An inquiring and scholarly man, Abbé Doucet also carried out experiments with electricity. In 1891 he had obtained a patent in the United States and Canada for an electric signal system for railways, to prevent collisions on tracks. The invention appears to have been used by a company in Philadelphia. In 1895 he proposed that “a tunnel for electric vehicles” be built between New Brunswick and Prince Edward Island. A self-educated man, Doucet also gave a number of lectures as an amateur astronomer. He made a small-scale model of the solar system and displayed it in his presbytery. In order to explain the rotation of the earth, he installed a pendulum in the bell tower of the church in Grande-Anse. He was, incidentally, the prime mover of this church, for which he drew up the plans and built the model. He also raised some of the money for its erection through monthly collections, various activities on the work site (demonstrations using electrical apparatus of his own design, for example), and picnics. Construction of the building went on from 1902 to 1912.
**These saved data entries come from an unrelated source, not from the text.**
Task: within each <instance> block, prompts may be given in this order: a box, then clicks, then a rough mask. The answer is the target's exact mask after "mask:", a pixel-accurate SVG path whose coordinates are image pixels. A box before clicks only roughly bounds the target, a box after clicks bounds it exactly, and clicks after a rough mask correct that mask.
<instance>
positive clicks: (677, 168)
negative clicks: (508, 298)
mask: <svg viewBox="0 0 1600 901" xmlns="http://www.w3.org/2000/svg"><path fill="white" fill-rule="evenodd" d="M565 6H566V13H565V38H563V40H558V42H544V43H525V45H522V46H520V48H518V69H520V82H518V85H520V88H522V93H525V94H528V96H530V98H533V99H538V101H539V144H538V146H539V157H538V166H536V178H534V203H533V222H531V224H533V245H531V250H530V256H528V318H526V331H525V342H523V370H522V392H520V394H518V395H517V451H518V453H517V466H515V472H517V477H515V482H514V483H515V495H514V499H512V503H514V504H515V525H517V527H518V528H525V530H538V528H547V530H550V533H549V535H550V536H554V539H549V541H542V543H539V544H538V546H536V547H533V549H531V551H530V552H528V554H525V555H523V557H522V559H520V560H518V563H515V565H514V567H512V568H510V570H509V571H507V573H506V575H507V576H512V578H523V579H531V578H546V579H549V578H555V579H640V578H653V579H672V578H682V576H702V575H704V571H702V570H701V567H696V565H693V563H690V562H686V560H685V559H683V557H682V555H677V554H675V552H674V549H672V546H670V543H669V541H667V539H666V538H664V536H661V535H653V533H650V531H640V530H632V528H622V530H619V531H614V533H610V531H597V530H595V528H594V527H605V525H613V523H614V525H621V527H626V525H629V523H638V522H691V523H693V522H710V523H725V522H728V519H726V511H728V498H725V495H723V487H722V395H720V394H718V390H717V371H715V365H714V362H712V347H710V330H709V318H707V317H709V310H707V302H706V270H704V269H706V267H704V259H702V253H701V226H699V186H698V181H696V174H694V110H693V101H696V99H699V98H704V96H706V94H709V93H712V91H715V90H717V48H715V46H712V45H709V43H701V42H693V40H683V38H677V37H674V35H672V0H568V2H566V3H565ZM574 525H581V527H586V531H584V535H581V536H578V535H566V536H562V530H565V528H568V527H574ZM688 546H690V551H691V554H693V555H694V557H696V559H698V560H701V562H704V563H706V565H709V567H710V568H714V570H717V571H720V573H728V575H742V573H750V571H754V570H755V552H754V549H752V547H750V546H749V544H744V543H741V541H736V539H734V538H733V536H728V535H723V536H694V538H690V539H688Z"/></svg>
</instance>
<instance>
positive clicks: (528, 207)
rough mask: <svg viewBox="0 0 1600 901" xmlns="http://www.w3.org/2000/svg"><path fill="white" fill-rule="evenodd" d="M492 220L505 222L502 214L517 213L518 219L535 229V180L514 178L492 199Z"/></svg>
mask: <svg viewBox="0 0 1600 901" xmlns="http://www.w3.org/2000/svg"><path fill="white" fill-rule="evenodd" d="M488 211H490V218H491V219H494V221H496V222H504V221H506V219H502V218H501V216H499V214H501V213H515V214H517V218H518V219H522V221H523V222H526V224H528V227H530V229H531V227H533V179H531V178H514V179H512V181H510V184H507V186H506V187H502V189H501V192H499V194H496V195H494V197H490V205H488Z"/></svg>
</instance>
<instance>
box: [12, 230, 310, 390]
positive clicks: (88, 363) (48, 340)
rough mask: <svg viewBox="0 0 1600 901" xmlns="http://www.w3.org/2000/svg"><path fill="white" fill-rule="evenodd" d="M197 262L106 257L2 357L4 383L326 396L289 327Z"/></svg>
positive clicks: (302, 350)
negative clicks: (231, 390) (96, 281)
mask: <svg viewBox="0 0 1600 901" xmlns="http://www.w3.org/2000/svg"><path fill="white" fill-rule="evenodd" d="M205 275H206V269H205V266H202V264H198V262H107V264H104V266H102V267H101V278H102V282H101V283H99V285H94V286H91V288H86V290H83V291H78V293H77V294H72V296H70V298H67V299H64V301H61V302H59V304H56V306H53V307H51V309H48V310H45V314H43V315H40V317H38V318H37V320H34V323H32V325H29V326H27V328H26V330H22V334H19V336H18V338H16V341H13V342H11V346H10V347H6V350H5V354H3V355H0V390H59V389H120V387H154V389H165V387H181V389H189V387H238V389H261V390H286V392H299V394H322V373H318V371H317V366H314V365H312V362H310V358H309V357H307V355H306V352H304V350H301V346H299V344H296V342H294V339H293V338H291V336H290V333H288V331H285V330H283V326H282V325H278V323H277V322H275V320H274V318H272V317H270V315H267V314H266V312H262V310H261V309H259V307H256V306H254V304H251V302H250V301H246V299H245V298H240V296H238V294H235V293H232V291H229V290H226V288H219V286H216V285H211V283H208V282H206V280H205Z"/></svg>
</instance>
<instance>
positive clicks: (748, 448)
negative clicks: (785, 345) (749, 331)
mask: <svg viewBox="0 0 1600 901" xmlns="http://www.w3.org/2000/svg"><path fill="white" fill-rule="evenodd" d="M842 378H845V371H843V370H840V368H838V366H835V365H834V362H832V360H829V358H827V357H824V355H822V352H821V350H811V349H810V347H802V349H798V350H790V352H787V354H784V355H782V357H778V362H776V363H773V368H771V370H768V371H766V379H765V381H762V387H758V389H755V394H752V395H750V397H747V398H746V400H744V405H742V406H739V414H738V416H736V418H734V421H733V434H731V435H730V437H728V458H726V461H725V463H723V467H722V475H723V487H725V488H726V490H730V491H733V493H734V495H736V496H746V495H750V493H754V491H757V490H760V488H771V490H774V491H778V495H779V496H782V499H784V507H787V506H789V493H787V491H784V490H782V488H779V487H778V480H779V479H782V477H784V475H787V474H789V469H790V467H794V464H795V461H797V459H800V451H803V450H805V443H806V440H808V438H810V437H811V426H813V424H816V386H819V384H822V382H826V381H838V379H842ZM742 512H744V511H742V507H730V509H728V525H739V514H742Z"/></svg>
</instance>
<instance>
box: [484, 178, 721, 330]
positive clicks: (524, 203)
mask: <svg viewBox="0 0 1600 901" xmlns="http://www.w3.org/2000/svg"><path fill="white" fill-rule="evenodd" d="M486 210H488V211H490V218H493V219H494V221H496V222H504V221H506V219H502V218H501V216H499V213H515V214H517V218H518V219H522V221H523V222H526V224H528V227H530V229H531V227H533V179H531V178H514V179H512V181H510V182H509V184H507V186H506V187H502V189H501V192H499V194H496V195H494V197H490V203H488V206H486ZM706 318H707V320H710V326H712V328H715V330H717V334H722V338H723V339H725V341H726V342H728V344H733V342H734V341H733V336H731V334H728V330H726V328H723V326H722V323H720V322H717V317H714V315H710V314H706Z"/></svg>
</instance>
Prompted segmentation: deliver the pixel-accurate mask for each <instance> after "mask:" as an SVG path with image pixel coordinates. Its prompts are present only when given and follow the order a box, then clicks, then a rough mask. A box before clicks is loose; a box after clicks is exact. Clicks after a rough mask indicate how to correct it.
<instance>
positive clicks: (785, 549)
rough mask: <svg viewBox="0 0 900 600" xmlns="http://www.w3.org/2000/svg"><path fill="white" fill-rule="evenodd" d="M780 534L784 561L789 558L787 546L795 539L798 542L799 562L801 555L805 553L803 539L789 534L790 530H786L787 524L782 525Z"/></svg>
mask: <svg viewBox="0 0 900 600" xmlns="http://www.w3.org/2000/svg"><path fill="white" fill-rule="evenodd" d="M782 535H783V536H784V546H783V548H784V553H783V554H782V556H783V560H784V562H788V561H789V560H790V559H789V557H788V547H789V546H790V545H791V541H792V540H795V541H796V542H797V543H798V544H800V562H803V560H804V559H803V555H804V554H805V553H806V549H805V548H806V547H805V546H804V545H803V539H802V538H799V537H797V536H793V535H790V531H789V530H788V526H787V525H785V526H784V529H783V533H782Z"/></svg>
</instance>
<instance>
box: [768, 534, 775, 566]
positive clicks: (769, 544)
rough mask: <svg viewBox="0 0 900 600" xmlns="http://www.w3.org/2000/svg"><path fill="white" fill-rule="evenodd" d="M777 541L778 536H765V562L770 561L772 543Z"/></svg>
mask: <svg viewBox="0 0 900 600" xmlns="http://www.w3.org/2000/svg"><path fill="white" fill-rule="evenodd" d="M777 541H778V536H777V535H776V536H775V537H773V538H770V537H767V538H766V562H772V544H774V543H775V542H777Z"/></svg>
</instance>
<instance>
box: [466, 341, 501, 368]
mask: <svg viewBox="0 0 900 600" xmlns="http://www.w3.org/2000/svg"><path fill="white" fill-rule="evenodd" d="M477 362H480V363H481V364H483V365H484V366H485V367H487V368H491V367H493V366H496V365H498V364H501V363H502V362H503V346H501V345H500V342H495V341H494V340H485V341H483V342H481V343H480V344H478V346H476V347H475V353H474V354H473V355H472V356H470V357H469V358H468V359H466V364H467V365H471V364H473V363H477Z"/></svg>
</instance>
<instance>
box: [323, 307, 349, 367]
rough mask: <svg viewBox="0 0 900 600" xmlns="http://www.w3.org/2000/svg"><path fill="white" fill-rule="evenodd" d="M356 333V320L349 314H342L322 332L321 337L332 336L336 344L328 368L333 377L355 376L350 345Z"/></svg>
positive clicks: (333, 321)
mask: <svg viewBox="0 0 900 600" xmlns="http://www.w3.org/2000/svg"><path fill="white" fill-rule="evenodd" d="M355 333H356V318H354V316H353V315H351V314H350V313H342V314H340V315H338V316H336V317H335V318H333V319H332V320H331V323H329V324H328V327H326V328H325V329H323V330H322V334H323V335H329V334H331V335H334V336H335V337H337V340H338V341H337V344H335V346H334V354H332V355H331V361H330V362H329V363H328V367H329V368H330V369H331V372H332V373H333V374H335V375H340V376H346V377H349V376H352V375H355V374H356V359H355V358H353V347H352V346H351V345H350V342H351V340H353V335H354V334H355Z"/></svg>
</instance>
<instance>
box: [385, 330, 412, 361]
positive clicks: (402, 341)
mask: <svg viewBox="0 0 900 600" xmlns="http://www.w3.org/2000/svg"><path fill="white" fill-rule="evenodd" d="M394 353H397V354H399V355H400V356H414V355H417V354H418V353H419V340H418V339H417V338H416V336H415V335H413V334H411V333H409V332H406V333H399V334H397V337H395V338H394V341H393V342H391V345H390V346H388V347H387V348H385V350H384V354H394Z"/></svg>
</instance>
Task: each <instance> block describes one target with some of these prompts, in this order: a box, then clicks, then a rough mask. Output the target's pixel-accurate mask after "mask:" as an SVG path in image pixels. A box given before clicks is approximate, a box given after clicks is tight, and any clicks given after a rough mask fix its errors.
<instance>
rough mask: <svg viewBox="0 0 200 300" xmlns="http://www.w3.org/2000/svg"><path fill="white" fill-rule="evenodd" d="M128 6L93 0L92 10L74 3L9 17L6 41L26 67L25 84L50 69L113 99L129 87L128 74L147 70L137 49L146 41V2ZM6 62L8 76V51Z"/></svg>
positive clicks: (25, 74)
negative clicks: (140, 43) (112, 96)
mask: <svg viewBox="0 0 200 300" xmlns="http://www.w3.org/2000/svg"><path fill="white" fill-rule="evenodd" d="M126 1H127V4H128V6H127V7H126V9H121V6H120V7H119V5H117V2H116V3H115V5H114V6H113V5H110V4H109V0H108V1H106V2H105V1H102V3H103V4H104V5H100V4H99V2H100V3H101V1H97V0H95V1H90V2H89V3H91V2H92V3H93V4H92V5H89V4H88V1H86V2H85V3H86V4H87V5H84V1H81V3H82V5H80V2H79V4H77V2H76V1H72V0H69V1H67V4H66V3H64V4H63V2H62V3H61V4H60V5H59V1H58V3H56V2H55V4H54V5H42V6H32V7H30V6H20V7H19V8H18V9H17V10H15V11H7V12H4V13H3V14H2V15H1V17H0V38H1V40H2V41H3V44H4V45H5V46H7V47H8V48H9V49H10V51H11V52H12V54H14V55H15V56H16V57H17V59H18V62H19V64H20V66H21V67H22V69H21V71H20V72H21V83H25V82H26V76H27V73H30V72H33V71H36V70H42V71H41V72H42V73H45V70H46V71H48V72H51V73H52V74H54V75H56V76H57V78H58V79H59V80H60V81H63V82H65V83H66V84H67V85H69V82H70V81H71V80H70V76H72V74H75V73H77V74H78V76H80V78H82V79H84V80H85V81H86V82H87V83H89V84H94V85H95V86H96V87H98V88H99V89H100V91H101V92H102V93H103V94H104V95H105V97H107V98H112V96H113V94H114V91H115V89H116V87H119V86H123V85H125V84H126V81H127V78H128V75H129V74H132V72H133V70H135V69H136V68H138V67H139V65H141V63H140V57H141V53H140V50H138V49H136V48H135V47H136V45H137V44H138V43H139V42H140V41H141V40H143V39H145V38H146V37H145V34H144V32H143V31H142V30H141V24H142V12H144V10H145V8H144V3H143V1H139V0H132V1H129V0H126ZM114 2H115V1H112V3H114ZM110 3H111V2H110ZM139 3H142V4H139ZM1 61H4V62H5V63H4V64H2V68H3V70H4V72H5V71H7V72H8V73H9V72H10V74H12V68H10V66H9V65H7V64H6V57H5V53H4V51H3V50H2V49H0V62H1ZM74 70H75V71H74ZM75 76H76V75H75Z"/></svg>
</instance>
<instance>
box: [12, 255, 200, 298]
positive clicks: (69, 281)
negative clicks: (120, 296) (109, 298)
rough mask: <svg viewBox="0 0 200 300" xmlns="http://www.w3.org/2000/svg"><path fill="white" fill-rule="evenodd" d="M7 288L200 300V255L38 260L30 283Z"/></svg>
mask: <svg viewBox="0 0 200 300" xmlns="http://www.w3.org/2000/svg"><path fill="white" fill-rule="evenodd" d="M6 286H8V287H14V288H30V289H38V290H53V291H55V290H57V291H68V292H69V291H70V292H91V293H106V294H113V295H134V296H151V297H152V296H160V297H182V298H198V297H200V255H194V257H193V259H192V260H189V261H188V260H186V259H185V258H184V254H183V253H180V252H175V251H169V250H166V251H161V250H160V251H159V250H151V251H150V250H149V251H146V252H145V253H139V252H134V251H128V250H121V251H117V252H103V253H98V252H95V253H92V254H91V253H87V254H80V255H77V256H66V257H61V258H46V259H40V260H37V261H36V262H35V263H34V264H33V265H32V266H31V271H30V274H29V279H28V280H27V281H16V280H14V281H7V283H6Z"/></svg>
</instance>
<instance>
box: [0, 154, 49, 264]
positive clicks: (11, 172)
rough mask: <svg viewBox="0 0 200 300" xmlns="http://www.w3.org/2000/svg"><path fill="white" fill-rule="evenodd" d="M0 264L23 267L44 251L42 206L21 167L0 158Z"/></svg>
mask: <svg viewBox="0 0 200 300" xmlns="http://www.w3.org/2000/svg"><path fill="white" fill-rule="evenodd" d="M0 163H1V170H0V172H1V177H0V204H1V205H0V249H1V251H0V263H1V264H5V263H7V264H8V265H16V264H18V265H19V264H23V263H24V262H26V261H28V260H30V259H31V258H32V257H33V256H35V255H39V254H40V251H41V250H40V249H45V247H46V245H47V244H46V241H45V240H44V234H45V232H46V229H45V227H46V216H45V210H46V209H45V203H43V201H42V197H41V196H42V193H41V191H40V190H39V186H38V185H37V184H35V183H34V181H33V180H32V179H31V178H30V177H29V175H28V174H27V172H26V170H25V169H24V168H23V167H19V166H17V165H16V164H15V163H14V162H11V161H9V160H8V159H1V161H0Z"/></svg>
In 1905 the Shediac newspaper Le Moniteur acadien published the only poem that Abbé Doucet ever wrote in French, “Les anges de la terre.” He published two poems in English, as pamphlets, in Saint John: The soul: a philosophic poem in 1917 (of which a second edition, brought out in 1923, contained about 100 additional lines) and Emmanuel, the living bread in 1922. In 1912 he had composed, to the tune of La Marseillaise, the words of a patriotic song, En avant!, which was very popular with Acadians at the beginning of the 20th century. He also played the violin, piano, and organ.
Acadia lost a remarkable man when Mgr Stanislas-Joseph Doucet died. His friends and fellow workers had a high regard for the “thoughtful diplomacy” he displayed in everything he undertook. His contemporaries were impressed with his learning and his various skills.
[A detailed list of the works used to study the life of Stanislas-Joseph Doucet may be found in the author’s Mgr Stanislas-J. Doucet (Shippagan, N.-B., 1977). Several archives hold documents that were consulted during the preparation of this book: the Arch. des Pères Eudistes (Charlesbourg, Qué.), the Arch. du Diocèse de Bathurst, N.-B., the archives of the parishes where Mgr Doucet was priest, and the Centre d’Études Acadiennes, Univ. de Moncton, N.-B., which holds the Fonds S.-J. Doucet, as well as archival collections for many of Doucet’s contemporaries. The PANB has a microfilm copy of the subject’s baptismal certificate (MC290, F1456, 8 juill. 1847).
The three Acadian newspapers of the time are useful for studying the subject’s career: Courrier des provinces Maritimes (Bathurst), L’Évangéline (Moncton), especially 25 oct. 1923, and Le Moniteur acadien (Shédiac, N.-B.), especially 10 déc. 1925. é.dEg.]